I'd put down some sort of laminate, or really _anything_ but carpet. I have allergies, and I think my carpet's killing me. All the cheap rentals here have carpeting, and I hate it. I'd take lime green linoleum over carpeting any day.


----------



## lisalulu (Jun 15, 2005)

We have hardwood floors and I loooove them. But when pricing carpet vs. floor be sure to count in the cost of refinishing. We got ours done a year ago and they told us to plan on doing them again in 3 years or so. We have a large lab and he has done quite a bit of damage to them already-probably not as obvious to visitors but I know its there and it bugs me. Our living room especially is showing wear after a year. I wouldn't trade for carpet but I'd keep it in mind when thinking about costs.

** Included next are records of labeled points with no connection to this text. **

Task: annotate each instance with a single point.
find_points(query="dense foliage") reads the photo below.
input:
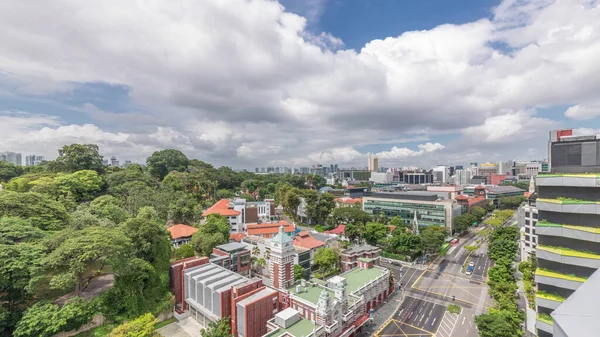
(505, 318)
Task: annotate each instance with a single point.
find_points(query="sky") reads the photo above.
(255, 83)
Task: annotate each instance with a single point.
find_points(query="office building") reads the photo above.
(11, 157)
(429, 208)
(373, 164)
(33, 160)
(527, 217)
(568, 237)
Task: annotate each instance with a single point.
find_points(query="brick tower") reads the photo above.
(281, 264)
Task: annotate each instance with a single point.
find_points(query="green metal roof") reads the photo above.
(301, 328)
(358, 277)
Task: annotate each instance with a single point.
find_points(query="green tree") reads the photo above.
(17, 230)
(42, 211)
(213, 233)
(374, 232)
(402, 242)
(142, 326)
(291, 202)
(9, 171)
(299, 272)
(82, 185)
(83, 255)
(478, 212)
(160, 163)
(220, 328)
(464, 221)
(109, 207)
(432, 238)
(495, 325)
(184, 251)
(152, 240)
(39, 320)
(20, 265)
(77, 157)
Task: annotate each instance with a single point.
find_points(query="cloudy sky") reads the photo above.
(248, 83)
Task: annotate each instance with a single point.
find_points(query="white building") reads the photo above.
(382, 177)
(11, 157)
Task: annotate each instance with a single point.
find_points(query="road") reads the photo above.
(429, 291)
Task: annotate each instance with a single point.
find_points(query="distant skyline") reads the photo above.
(260, 83)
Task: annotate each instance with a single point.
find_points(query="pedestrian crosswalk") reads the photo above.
(447, 325)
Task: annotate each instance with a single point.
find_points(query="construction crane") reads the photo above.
(316, 166)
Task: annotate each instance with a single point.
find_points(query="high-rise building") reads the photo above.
(373, 164)
(33, 160)
(11, 157)
(568, 239)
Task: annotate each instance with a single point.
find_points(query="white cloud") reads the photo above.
(584, 111)
(244, 82)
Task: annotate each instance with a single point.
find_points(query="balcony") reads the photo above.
(555, 279)
(591, 234)
(568, 256)
(544, 322)
(548, 300)
(575, 180)
(567, 205)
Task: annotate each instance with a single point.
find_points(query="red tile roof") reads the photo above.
(348, 201)
(338, 230)
(270, 228)
(237, 236)
(476, 200)
(181, 231)
(305, 240)
(222, 208)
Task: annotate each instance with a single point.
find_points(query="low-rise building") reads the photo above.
(224, 208)
(429, 208)
(269, 230)
(181, 234)
(233, 256)
(350, 257)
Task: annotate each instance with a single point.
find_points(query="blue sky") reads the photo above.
(239, 83)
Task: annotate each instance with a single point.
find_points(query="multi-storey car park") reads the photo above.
(568, 231)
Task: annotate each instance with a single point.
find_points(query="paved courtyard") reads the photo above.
(187, 327)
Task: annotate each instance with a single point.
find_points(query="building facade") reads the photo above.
(430, 210)
(568, 235)
(351, 257)
(11, 157)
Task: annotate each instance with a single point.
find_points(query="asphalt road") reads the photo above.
(416, 318)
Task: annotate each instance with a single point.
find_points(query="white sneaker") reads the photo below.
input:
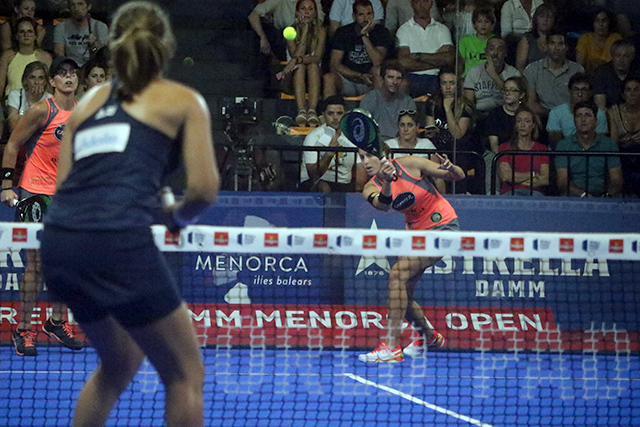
(383, 354)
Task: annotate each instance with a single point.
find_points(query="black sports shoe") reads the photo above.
(24, 343)
(62, 333)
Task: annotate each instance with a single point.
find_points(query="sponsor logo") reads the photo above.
(403, 201)
(418, 243)
(467, 243)
(320, 240)
(369, 242)
(616, 246)
(19, 235)
(517, 244)
(271, 239)
(172, 239)
(566, 245)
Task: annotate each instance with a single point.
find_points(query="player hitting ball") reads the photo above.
(404, 185)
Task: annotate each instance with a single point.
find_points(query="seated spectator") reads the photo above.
(341, 14)
(516, 17)
(34, 89)
(533, 45)
(484, 83)
(561, 124)
(385, 102)
(607, 79)
(625, 130)
(302, 73)
(548, 78)
(397, 12)
(472, 46)
(269, 18)
(450, 119)
(21, 9)
(25, 51)
(79, 36)
(594, 49)
(328, 171)
(522, 175)
(600, 176)
(357, 52)
(424, 45)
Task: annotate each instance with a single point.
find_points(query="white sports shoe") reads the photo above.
(383, 354)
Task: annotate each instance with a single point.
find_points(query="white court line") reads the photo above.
(418, 401)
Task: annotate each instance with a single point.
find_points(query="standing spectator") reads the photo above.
(358, 50)
(522, 175)
(328, 171)
(21, 9)
(424, 45)
(472, 46)
(397, 12)
(594, 49)
(625, 130)
(533, 46)
(302, 73)
(484, 83)
(79, 36)
(549, 78)
(385, 102)
(34, 89)
(516, 17)
(341, 14)
(607, 79)
(269, 18)
(14, 61)
(561, 123)
(600, 176)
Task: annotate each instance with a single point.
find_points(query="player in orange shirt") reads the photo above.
(405, 185)
(41, 129)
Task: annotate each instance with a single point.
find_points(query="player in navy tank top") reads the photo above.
(98, 253)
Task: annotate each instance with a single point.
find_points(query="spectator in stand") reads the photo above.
(524, 175)
(25, 51)
(561, 124)
(328, 171)
(424, 45)
(484, 83)
(80, 36)
(397, 12)
(624, 119)
(21, 9)
(607, 79)
(269, 18)
(34, 89)
(472, 46)
(341, 14)
(302, 73)
(385, 102)
(601, 176)
(516, 17)
(358, 50)
(594, 49)
(533, 45)
(548, 78)
(450, 120)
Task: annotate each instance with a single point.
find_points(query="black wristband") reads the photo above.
(385, 200)
(7, 173)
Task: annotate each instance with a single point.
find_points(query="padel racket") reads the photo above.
(32, 209)
(362, 130)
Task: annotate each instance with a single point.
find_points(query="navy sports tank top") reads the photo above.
(118, 167)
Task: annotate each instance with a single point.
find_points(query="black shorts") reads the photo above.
(102, 273)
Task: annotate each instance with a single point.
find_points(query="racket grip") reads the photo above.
(166, 197)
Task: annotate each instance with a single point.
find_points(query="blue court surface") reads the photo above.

My friends put bamboo in themselves in their son's room. He got it off ebay and I guess got a great deal on it.


----------



## Marsupialmom (Sep 28, 2003)

Think laminate....it can be a DIY project. Laminate is harder to scratch than wood flooring but it cannot be refinished like real wood.

You will need to remember you need a transition strip for any opening less than 4 ft. Don't forget about quarter round and/or shoe moulding.

Cheap laminate isn't always a good idea but you if you watch for deals.

Another idea is enginereed wood...like bamboo or cork. These things are easily do it yourself.


----------



## Pinoikoi (Oct 30, 2003)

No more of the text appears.